Entscheidungsstichwort (Thema)
Fehlerhafte Massenentlassungsanzeige
Leitsatz (amtlich)
Der Verstoß gegen die Mussvorschrift des § 17 Abs. 3 Satz 2, 3 KSchG hat die Unwirksamkeit der Kündigung zur Folge. Unerheblich ist, dass die Agentur für Arbeit die ihr (nicht ordnungsgemäß) angezeigte Massenentlassung nicht beanstandet hat.
Normenkette
KSchG §§ 17-18
Verfahrensgang
ArbG Solingen (Urteil vom 24.06.2010; Aktenzeichen 1 Ca 649/09 lev) |
Nachgehend
Tenor
Die Berufung des Beklagten gegen das Urteil des Arbeitsgerichts Solingen vom 24.06.2010 wird kostenfällig zurückgewiesen.
Die Revision wird zugelassen.
Tatbestand
Die Parteien streiten über die Rechtswirksamkeit einer ordentlichen arbeitgeberseitigen Kündigung vom 11.03.2009, die der Beklagte nach einem Interessenausgleich mit Namensliste ausgesprochen hat.
Der Kläger bestreitet die ordnungsgemäße Anhörung des Betriebsrats. Des Weiteren beanstandet er die Massenentlassungsanzeige. Schließlich stellt er die Betriebsbedingtheit der Kündigung in Abrede und hält die Bildung des auswahlrelevanten Personenkreises für grob fehlerhaft.

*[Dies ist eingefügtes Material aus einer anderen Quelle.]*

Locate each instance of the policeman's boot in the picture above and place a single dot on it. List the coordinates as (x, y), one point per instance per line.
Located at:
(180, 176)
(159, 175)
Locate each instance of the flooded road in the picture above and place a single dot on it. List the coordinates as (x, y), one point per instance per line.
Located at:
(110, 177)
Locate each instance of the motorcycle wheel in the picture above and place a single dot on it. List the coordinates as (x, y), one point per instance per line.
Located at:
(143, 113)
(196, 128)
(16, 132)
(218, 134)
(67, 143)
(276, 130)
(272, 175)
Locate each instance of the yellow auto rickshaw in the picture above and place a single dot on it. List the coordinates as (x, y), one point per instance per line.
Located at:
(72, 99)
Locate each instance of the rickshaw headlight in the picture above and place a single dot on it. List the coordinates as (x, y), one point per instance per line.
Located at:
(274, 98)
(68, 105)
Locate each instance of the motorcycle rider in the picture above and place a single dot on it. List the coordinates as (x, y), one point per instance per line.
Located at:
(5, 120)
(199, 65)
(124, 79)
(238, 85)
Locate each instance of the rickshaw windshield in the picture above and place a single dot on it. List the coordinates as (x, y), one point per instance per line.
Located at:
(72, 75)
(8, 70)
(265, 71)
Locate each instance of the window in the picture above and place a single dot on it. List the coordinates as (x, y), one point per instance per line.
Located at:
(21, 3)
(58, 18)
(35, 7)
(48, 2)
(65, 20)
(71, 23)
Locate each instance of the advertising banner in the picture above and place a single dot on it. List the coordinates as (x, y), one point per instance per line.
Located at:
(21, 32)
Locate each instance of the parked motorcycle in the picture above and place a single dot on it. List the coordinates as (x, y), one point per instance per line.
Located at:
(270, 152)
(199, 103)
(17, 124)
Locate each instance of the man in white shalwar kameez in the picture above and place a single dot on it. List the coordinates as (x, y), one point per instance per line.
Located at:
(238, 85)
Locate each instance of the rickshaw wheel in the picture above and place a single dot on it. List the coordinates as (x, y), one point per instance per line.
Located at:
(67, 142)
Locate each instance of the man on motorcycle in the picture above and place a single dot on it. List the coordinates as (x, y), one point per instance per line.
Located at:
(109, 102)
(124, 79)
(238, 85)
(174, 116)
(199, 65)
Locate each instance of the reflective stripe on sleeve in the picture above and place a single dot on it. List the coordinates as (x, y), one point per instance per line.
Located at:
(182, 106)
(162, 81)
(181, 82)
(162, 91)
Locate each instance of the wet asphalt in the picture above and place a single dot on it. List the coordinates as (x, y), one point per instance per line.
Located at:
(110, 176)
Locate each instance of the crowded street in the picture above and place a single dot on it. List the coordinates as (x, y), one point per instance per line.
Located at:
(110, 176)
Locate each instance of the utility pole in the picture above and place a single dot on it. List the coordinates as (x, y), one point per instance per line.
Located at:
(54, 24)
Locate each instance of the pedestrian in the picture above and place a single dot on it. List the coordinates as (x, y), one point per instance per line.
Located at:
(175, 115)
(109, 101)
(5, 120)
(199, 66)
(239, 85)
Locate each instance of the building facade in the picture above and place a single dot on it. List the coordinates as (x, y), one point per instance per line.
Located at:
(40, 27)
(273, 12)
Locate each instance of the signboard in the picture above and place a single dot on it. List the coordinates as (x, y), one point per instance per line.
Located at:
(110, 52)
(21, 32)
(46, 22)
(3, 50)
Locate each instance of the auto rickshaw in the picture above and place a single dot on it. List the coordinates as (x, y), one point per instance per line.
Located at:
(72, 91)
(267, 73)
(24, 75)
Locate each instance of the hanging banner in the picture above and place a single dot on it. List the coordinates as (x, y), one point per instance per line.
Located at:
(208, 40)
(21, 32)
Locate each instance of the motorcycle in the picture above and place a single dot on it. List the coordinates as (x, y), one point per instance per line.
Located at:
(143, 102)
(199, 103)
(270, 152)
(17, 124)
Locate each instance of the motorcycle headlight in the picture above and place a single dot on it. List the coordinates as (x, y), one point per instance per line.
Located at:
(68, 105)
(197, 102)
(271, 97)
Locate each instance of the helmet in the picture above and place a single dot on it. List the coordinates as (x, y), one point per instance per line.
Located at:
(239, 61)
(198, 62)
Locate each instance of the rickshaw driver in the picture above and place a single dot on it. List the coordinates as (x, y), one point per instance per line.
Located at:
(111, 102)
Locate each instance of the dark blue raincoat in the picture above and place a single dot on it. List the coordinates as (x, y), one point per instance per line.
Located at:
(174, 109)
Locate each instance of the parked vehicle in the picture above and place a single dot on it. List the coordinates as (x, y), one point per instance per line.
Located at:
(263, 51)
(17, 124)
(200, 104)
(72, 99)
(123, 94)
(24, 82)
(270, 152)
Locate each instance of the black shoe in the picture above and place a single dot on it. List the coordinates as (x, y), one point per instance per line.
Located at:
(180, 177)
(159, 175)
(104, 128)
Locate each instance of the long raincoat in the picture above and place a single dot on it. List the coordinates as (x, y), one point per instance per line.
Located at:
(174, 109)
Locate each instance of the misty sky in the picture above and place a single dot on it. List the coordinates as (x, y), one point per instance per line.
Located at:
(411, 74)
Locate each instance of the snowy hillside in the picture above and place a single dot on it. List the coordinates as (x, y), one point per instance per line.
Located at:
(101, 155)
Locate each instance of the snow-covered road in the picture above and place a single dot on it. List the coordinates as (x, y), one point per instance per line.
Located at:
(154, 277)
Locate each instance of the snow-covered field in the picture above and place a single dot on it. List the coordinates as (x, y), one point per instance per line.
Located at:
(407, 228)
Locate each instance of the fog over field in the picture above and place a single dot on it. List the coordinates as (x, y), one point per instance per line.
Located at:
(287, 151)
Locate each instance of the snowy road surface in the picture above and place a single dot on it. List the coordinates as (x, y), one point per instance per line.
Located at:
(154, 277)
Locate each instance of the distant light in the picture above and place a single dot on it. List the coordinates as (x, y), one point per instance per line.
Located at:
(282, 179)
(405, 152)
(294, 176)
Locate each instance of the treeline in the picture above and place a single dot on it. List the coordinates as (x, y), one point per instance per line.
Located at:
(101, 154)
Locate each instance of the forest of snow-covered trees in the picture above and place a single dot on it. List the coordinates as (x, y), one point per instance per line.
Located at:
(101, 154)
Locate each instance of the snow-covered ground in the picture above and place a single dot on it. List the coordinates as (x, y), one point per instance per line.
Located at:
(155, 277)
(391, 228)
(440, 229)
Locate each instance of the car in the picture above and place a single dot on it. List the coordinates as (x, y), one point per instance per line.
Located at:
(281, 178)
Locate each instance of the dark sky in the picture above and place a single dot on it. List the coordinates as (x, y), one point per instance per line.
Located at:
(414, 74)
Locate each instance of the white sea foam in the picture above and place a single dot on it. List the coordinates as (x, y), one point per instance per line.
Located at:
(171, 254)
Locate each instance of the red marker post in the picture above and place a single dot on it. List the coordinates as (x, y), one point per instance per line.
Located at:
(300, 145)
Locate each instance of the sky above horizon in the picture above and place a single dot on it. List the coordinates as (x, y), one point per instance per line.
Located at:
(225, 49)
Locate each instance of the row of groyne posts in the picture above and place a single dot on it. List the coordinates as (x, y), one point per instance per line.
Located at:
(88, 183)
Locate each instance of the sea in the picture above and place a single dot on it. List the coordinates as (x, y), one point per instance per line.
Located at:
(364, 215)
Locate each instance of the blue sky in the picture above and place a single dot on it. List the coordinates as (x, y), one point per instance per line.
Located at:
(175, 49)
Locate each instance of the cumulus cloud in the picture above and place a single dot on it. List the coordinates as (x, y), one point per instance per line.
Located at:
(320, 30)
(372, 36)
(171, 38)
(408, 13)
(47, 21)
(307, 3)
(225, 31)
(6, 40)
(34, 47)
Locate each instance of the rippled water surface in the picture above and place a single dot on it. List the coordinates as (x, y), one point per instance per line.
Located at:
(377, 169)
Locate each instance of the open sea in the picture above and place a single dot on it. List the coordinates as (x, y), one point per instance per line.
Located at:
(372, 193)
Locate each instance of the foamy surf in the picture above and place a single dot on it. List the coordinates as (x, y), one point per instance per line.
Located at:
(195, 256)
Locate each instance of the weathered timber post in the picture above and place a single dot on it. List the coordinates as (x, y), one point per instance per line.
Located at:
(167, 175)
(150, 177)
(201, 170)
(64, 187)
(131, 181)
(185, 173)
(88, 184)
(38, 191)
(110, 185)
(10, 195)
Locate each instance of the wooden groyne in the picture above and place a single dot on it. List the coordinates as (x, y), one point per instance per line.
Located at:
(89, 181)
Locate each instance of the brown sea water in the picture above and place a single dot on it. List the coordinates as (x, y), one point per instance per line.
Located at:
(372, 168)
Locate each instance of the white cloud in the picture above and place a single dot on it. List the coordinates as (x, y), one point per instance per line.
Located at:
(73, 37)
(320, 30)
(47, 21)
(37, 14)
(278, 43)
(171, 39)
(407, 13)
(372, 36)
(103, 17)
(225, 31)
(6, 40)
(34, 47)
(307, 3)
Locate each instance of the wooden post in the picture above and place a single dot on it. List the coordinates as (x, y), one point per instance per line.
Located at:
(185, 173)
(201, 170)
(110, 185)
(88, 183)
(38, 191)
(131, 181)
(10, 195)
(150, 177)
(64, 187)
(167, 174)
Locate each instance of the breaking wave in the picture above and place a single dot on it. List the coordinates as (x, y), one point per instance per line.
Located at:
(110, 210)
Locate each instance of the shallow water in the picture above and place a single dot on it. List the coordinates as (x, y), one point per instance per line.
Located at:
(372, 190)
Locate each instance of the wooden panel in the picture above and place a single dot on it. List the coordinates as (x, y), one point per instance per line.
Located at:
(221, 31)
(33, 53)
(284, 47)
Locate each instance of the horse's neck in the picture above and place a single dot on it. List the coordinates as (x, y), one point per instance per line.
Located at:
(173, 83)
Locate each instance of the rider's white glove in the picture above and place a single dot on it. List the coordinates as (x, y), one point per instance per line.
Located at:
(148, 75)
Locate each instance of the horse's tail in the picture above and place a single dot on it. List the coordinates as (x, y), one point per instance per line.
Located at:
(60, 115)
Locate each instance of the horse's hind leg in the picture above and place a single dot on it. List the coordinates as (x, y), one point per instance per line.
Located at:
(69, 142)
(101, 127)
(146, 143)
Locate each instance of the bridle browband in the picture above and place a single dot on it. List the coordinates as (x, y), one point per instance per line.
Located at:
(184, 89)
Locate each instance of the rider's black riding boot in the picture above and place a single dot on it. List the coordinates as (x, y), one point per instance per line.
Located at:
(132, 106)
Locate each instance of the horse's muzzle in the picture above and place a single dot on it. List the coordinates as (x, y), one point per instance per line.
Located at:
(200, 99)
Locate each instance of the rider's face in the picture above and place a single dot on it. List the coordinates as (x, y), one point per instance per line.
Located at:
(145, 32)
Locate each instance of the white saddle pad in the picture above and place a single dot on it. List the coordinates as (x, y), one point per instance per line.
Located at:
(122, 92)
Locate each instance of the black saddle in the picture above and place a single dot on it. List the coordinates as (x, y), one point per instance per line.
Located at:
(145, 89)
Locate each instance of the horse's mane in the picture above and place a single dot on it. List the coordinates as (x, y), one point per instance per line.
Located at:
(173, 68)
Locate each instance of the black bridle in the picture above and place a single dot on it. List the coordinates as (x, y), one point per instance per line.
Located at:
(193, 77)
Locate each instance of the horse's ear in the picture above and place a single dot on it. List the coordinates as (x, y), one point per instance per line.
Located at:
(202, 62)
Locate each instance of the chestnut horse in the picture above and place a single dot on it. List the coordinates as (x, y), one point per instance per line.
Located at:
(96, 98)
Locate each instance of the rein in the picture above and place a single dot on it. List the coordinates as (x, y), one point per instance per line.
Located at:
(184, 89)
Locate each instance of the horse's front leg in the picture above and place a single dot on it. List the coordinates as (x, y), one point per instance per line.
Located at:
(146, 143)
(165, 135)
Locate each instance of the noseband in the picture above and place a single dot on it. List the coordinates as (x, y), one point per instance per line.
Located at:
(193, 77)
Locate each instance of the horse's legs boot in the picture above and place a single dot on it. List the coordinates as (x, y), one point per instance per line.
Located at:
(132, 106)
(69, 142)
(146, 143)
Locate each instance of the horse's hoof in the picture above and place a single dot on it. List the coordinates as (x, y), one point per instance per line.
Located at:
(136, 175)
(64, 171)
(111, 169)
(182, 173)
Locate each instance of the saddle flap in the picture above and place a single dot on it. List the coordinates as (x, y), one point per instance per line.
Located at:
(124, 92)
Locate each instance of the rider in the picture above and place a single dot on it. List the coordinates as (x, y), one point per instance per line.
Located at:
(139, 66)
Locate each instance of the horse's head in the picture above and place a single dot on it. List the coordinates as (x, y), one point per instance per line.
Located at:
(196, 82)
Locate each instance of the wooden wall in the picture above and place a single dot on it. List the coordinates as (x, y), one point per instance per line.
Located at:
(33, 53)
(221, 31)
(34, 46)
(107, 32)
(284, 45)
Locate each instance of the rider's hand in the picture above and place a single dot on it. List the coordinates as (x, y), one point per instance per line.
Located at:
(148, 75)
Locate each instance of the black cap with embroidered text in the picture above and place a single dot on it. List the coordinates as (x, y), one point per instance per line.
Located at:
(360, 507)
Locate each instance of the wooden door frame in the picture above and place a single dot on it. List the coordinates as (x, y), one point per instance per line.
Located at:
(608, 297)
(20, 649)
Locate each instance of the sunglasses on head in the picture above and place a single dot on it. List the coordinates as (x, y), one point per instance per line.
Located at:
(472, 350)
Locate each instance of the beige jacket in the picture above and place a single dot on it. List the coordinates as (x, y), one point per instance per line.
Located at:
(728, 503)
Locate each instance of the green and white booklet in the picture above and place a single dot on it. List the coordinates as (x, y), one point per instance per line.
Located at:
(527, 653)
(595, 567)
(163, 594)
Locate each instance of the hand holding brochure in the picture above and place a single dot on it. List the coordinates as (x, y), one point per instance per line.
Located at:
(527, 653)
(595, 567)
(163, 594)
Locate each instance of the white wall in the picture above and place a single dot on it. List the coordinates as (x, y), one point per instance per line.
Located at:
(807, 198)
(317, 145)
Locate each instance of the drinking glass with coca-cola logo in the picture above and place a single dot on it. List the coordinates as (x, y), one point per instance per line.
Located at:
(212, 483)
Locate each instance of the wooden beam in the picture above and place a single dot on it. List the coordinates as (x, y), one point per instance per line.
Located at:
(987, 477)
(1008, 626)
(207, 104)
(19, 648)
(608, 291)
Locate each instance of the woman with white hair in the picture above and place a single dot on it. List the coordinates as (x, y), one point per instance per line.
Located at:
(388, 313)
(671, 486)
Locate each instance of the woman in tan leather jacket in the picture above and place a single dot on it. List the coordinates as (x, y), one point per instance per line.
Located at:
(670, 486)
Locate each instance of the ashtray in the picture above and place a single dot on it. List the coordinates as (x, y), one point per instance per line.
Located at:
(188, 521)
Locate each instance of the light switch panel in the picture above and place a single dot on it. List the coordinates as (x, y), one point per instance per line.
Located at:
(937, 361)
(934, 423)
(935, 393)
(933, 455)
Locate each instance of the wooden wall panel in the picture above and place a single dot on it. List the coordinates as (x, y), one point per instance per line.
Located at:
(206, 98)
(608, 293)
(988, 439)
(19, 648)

Der Beklagte beruft sich demgegenüber auf die durch § 125 Abs. 1 Satz 1 InsO begründete Vermutung der Betriebsbedingtheit der Kündigung und die auf grobe Fehlerhaftigkeit beschränkte Sozialauswahlkontrolle. Er macht geltend, den Betriebsrat mündlich und schriftlich zur Kündigung angehört zu haben. Schließlich verteidigt er die Massenentlassungsanzeige als ordnungsgemäß und hält den Einwänden des Klägers entgegen, dass die zuständige Agentur für Arbeit der Massenentlassung zugestimmt hat.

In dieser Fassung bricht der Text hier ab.